Lanu Varvaro: Our Journey

Artist, Lanu Varvaro was born in London, to parents of Sicilian and South American decent. Growing up, Varvaro lived solely with her mother and has travelled back and forth to Palermo in Sicily every year. Varvaro’s video Our Journey, captures a conversation with her mother about her experiences of immigration, displacement, home and travel. Here, Varvaro talks to Jungle about her own sense of displacement as a child of an immigrant growing up in London, her love of Palermo and the thoughts behind her video.

i. Born in London

I know that one good thing that this society offers is a chance to feel relaxed with people from all cultures. Yet I also feel that there is not such a great sense of community as there should be considering all the people we live amongst, I feel London has definitely changed over the years. When I was very young there was more things happening for families of different countries to try and bring them together, and this change makes me quite sad. I feel like London has become more a place of solitude, where you see people for a short period, there is not the strong warm Mediterrenean-like community bond amongst people. That bond is what I appreciate when I am in Palermo, and I don’t really get it in London.

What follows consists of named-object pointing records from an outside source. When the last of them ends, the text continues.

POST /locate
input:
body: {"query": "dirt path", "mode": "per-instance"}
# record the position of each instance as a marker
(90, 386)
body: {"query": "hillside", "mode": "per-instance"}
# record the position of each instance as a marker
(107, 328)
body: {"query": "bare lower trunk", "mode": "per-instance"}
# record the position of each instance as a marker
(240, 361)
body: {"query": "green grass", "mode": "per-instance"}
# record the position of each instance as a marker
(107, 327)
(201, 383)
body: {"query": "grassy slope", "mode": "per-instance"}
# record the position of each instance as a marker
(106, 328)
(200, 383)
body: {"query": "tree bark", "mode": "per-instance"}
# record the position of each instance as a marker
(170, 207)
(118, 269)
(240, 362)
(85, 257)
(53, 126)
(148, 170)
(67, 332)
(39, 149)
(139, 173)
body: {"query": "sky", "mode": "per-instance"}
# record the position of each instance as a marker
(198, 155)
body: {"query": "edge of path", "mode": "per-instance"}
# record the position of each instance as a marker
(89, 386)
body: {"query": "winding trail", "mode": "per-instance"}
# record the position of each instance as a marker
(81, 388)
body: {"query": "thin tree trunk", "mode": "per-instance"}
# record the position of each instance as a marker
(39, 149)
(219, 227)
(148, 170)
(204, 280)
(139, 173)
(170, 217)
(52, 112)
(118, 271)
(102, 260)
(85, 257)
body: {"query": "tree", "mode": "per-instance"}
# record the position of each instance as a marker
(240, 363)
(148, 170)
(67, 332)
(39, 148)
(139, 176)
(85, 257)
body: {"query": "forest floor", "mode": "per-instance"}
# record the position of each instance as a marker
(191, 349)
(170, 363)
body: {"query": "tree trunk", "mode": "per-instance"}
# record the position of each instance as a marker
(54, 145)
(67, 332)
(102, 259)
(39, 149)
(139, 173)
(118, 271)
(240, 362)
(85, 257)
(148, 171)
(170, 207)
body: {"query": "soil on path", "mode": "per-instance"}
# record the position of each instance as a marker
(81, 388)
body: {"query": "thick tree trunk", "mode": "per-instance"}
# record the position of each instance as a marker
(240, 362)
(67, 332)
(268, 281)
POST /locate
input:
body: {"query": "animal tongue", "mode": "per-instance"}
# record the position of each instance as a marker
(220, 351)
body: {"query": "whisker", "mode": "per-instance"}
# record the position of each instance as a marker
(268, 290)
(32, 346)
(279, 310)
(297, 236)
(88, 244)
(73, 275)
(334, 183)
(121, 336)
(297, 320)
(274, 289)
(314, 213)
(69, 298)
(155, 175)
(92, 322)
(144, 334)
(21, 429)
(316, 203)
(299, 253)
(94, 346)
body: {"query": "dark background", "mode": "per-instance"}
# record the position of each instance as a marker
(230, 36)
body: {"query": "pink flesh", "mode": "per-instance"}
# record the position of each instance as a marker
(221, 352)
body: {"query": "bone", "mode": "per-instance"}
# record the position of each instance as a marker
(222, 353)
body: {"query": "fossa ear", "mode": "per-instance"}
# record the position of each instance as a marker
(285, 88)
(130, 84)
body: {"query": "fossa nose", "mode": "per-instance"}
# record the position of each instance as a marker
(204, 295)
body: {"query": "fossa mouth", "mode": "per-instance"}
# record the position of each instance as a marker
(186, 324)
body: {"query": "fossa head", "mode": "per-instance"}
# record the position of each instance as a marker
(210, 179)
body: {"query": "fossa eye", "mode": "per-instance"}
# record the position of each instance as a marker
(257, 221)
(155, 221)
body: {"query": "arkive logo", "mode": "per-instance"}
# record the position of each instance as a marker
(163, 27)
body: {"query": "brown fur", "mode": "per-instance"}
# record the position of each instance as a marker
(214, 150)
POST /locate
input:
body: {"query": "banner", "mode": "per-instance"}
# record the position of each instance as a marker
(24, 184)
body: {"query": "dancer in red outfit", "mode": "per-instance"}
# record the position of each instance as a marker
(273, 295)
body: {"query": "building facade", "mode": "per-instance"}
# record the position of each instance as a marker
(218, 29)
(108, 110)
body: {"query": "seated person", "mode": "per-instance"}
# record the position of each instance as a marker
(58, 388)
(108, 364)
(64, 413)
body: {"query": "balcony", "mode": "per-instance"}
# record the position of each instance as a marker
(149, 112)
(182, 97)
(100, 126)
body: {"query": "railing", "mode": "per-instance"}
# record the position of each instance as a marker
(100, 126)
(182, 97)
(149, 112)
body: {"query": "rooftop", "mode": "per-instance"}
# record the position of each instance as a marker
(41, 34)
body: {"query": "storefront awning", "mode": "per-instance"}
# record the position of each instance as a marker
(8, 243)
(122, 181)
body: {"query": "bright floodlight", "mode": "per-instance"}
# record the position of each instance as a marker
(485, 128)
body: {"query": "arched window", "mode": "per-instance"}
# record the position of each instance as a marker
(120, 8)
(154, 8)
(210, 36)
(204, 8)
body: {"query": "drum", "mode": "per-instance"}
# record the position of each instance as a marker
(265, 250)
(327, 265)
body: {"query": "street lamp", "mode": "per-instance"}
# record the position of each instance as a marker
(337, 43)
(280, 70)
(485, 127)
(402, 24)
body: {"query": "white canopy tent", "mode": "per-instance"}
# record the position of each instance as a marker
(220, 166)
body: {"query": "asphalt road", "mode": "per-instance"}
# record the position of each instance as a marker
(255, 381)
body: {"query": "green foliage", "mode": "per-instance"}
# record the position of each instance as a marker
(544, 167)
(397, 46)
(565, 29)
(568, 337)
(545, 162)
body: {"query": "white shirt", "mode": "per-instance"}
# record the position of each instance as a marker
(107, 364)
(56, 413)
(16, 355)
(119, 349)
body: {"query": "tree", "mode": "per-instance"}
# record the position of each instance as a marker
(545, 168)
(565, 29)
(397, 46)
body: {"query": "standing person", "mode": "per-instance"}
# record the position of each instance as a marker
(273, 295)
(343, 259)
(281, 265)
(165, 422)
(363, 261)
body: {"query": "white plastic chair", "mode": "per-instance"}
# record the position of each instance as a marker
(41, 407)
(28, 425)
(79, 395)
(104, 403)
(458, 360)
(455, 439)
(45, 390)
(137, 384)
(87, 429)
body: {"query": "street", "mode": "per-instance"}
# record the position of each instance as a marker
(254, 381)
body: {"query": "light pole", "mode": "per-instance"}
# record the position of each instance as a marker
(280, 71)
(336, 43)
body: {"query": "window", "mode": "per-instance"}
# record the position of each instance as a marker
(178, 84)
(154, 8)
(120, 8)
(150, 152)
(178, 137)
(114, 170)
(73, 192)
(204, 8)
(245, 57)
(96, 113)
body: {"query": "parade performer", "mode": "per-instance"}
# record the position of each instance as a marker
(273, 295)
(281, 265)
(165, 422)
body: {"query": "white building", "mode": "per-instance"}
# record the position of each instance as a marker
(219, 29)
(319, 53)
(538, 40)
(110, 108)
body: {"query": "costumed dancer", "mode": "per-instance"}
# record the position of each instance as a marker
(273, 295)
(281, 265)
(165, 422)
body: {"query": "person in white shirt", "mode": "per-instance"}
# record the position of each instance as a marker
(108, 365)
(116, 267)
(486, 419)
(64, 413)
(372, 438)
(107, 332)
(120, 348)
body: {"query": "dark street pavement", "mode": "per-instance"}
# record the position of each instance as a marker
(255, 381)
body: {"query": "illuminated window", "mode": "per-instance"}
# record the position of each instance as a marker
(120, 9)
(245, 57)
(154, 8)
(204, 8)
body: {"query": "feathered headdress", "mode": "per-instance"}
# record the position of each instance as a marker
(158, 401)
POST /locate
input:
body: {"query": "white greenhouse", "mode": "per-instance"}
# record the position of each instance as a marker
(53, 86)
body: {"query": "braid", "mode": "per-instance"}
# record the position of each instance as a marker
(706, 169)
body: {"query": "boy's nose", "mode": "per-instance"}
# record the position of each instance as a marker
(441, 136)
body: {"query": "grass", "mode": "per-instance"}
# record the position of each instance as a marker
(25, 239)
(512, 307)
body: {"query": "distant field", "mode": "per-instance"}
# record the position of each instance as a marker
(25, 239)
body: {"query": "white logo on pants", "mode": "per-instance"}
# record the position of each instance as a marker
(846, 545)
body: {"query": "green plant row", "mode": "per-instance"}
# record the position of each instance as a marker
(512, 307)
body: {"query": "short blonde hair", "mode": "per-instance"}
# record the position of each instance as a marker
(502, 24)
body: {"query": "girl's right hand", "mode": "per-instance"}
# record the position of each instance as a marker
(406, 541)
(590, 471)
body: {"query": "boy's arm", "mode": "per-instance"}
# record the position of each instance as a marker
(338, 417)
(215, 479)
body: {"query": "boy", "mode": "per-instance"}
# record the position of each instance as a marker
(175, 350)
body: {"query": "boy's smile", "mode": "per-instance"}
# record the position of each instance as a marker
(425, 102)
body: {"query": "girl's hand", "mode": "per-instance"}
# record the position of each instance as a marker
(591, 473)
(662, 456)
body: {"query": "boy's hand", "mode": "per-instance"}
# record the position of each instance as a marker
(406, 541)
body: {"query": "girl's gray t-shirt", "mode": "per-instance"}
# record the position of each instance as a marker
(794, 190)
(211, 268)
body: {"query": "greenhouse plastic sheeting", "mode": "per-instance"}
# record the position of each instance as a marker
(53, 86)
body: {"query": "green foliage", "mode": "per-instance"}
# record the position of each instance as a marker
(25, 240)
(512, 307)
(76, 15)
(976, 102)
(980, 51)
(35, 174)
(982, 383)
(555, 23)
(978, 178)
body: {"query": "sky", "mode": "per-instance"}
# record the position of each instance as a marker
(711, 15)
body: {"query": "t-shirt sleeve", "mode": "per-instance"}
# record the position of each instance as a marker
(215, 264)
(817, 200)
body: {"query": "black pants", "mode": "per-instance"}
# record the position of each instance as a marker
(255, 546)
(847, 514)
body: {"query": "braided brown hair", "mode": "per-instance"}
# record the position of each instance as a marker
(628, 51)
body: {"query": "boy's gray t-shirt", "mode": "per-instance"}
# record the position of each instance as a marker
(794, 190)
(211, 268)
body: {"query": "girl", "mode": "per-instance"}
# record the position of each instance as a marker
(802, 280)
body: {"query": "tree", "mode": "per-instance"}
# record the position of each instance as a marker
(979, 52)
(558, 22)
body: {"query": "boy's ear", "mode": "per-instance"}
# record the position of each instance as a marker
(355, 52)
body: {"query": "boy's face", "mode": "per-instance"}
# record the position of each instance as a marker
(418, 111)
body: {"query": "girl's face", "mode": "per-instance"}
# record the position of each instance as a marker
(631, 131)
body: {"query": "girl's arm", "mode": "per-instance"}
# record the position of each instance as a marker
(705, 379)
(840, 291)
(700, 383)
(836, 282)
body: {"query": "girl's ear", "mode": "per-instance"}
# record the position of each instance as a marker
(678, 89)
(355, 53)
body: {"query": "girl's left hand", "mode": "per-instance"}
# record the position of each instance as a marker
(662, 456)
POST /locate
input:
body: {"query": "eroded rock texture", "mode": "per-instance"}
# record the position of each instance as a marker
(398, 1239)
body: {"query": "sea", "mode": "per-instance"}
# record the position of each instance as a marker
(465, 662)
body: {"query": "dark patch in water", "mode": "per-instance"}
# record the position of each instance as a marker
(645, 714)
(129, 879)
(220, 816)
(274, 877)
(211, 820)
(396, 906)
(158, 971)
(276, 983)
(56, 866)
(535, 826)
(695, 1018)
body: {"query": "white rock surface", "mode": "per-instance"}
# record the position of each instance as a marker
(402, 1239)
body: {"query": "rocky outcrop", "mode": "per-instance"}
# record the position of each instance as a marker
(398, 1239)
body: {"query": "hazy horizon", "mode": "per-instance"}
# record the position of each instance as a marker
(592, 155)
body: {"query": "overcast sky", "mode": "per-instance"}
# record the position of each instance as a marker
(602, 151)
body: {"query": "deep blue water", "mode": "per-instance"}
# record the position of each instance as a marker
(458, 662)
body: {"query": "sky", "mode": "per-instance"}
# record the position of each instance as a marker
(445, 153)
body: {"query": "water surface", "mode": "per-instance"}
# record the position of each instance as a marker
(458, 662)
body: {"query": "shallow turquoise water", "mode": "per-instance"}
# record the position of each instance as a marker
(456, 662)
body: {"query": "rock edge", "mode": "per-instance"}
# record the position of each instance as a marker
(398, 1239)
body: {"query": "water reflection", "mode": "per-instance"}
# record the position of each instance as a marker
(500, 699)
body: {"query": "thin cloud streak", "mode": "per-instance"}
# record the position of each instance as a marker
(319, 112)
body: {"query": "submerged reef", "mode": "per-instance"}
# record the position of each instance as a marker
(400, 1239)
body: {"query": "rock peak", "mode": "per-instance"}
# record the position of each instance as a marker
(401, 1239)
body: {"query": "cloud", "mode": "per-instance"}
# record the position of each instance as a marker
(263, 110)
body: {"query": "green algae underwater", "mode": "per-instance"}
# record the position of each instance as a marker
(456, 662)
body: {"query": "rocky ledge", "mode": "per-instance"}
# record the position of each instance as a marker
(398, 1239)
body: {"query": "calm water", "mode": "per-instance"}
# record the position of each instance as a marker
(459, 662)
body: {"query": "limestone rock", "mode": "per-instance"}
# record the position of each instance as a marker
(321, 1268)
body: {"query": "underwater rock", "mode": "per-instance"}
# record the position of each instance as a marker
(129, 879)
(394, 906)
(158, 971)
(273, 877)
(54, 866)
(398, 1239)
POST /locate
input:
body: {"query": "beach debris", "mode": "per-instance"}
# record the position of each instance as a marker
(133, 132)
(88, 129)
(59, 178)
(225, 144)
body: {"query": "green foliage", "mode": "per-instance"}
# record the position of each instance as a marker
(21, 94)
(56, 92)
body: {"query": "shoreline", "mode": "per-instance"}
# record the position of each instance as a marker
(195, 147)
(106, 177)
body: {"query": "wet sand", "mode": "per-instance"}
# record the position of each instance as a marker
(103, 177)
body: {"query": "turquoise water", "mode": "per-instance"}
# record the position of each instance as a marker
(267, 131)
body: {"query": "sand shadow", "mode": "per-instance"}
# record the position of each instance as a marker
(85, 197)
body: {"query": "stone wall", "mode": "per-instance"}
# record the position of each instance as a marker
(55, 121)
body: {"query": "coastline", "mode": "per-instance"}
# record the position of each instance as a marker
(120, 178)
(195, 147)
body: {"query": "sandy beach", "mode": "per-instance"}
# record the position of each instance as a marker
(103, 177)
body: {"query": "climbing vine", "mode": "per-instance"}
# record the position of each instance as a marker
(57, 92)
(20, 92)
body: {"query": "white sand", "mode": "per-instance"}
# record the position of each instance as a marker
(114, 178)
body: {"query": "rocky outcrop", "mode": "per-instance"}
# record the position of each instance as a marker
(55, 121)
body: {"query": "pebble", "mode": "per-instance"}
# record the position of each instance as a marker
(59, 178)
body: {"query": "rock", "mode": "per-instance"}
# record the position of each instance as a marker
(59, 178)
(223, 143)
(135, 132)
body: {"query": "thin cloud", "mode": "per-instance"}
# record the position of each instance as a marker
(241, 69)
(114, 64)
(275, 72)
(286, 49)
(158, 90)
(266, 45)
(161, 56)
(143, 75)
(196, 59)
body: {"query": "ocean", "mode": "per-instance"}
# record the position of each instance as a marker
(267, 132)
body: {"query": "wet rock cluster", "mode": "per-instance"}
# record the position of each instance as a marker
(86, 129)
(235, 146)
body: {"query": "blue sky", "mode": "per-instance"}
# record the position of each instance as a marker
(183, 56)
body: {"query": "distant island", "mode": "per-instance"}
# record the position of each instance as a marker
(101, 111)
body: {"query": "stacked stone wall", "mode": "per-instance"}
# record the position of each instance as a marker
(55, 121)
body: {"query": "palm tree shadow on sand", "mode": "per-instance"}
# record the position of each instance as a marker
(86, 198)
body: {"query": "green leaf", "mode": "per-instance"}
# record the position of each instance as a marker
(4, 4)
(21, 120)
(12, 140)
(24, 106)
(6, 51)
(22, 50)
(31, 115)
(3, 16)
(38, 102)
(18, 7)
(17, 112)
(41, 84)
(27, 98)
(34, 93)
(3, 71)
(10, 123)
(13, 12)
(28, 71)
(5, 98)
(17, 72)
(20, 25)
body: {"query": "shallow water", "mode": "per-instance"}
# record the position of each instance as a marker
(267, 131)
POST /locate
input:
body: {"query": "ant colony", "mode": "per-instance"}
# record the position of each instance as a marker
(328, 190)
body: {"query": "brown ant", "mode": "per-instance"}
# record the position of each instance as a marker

However much London calls itself tolerant, and open, I find that is even less true. Yes we are ‘welcomed’ but still some of us feel this city isn’t really our home, I wonder whether why it is that a high percentage of us still feel displaced in a city where we were born. I used to think it was personal, but the more I spoke to other young people whose parents were immigrants the more I felt I could relate to their feeling of displacement.

ii. Travelling to my mothers home

I remember we were amongst the first families that would travel from Palermo to London, and back, there were only Sicilian families on the plane, no tourists, and not many young people in their 20s on their own. That is definitely something that has changed. As I grew older, I began to create a stronger bond with people in London, and money became tight, so we flew to Palermo only for the summer and Christmas and then it became just for the summer.

iii. Palermo

Palermo is the city that gave me a sense of hope for the future, which seems absurd to most since the political and living situation is far from ideal. Yet coming from a fast paced and frenetic lifestyle in London, when I was depressed at times as a young teen, the slow paced Palermo was the place that was open for me to go to. It was the place that helped me to orientate my life in the right direction so that when I returned to London I had re found my inner self. I feel that having the possibility to come to Sicily even if now it is only for the summer, it is a great privilege, as a lot of young people in my situation do not get the chance to leave London.

When I travel to Palermo, I feel like the young people of children of immigrants are more peaceful. There may be a greater poverty, but people are happier. I can’t explain it I feel you need go there and live there to understand.

iv. Our Journey

My video was a way to get this subject of home off my chest. This topic has been bugging me for quite a while, and I wanted to discuss it with my mother who has been an integral part of my life as a person and who has experienced the direct affect of being an immigrant in London.

I was coming back from a long road trip down the motorway with my mum from Agrigento back to Palermo, and this one sun spot and the sunset, mountains, and car moving seemed the ideal imagery to use as a backdrop whilst my mum spoke in the video I was going to create. The car heads on a journey, yet it is also coming home. The scene of the lit up chair with no person sitting represents my mum. I did not think it was necessary to literally have my mum there, the chair acted more as a metaphor for a strong presence in my life. I also wanted to include some movement in some of the scenes of the chair and had the idea to have some slow and fast animations of the books, the books representing my mothers’ great love of culture. I wanted the books to disappear one by one from the chair as if the books were individual dancers, with human like qualities.

v. Home

Home should be a place where you feel at ease and have a family around that are supportive. Yet that can be difficult when you are made up of two different countries and are born in a third country. When I am in Palermo I am not on holiday and I am not there as a tourist, I live there as one of the locals… There is a saying in Italian, that a ‘foreigner cries two times when he comes to the south, once when he arrives and the other when he leaves,’ that is definitely a quote I relate to. There is too something magical about this beautiful island that is very hard to let go of.